HOSPITAL CHARGING STRUCTURE SURVIVES CHALLENGES IN THE IOWA COURTS
Butts et al. v. Iowa Health System and Central Iowa Hospital Corp., Iowa Court of Appeals, No. 13-1034 (filed March 11, 2015)
Complaints about hospital and medical costs and bills are legion. This week the Iowa Court of Appeals decided a case challenging hospital billing practices and their impact on uninsured, private paying patients. While Iowa Court of Appeals decisions cannot be cited as legal authority unless or until approved for publication by the Iowa Supreme Court, the Appeals Court’s discussion and conclusions in this case may be instructive.
Plaintiffs were uninsured, private paying patients who had received hospital care at Iowa Methodist Medical Center (IMMC) in Des Moines. The plaintiffs filed their action against Iowa Health System (IHS) and the Central Iowa Hospital Corporation; IMMC (as well as Iowa Lutheran Hospital and Methodist West) is operated by the Central Iowa Hospital Corporation which, in turn, is an IHS subsidiary. As private pay or self-pay patients, the plaintiffs were billed directly for the care and medical services they received at IMMC; two of the patients paid their bills in full, one made no payments, and the fourth continued to make regularly scheduled payments.
The crux of the plaintiffs’ complaint was what they called the hospital’s “two-tiered pricing scheme,” resulting in what they alleged were unreasonable rates charged to uninsured patients in comparison to charges for services received by patients who are insured. The plaintiffs, among other things, claimed hospital breach of contract and violations of Iowa’s Consumer Fraud Act.
The plaintiffs had filed a motion asking the district court to convert their case into a class action lawsuit. They defined the class to include all Iowa residents from year 2000 to the present who were billed (or against whom collection efforts were made) for hospital services by or on behalf of any hospital or facility owned, operated, or managed by IHS or Central Iowa Hospital Corporation and who were uninsured at the time they were patients in the hospital. The district court determined that the class was overly broad and denied the plaintiffs’ motion for failure to satisfy legal requirements for class certification. The Iowa Court of Appeals agreed, particularly noting that the reasonableness or unreasonableness of a billing charge received by an uninsured patient must be measured against facts peculiar to each such patient, including the services they received and actual charges imposed upon them. “The management of the proposed class suit would pose unusual difficulties and would be impractical and inefficient, thereby rendering the class vehicle inappropriate.”

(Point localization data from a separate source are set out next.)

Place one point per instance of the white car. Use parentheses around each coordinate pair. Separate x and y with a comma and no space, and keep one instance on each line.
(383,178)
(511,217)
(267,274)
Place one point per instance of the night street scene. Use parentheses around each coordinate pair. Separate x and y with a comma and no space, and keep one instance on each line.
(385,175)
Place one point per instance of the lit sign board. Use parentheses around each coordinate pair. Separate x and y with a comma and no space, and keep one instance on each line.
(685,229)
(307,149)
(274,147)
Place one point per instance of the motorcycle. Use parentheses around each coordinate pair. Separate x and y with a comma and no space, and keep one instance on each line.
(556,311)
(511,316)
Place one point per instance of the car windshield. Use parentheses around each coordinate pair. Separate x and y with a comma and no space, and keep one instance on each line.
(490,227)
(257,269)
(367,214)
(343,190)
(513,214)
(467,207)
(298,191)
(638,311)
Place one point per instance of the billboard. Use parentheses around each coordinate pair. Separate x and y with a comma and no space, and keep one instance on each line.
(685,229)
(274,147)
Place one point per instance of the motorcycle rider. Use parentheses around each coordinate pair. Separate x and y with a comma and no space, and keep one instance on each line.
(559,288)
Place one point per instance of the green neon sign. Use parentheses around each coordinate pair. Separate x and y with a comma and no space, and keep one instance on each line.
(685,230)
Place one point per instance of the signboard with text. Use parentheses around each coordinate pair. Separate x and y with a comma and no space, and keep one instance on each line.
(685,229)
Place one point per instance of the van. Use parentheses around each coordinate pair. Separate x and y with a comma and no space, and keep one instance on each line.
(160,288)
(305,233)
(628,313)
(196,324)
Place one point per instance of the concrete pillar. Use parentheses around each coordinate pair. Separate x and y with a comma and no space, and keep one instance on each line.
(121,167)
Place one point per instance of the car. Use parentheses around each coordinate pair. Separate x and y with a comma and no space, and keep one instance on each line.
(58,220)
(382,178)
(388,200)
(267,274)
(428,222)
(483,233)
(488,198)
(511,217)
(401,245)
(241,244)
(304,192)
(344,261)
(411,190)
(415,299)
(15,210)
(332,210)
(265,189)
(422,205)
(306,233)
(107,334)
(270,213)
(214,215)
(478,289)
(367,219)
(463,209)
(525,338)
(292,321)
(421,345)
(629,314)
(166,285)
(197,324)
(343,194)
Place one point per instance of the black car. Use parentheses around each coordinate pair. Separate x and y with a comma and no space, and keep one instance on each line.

Moving on to the plaintiffs’ allegations, the Court of Appeals first looked to the facts. Each hospital in the IHS system utilizes a hospital-specific “Chargemaster” computer file containing rate information for that hospital’s procedures, services, supplies, and medications. Patients are billed or charged based upon the hospital-specific Chargemaster rates, but not all patients pay the same amount for the same service. Many health insurers negotiate amounts they will pay; government programs like Medicare and Medicaid have fee schedules establishing amounts they will pay for each hospital service; and uninsured patients sometimes qualify for and receive financial assistance and other discounts. IHS’ Des Moines hospitals showed that from 2000-2010, their charges to self-paying patients totaled $202 million, of which those uninsured patients paid $17 million due to discounts, write-offs, and uncollected debt.
To support their breach of contract claim, the plaintiffs looked to an agreement each had signed stipulating that they would pay for their medical care according to the hospital’s “regular rates and terms.” This terminology, they claimed, constitutes an indefinite, open-ended pricing term requiring determinations of reasonableness by the court. Neither the district court nor the Court of Appeals agreed. “As a general rule, where there is an agreement to pay for medical services in accord with the hospital’s regular rates and terms, the contract is not indefinite,” the Appeals Court concluded. Earlier, in its findings of fact, the Court noted that patients can, and sometimes do, request hospital Chargemaster rate information.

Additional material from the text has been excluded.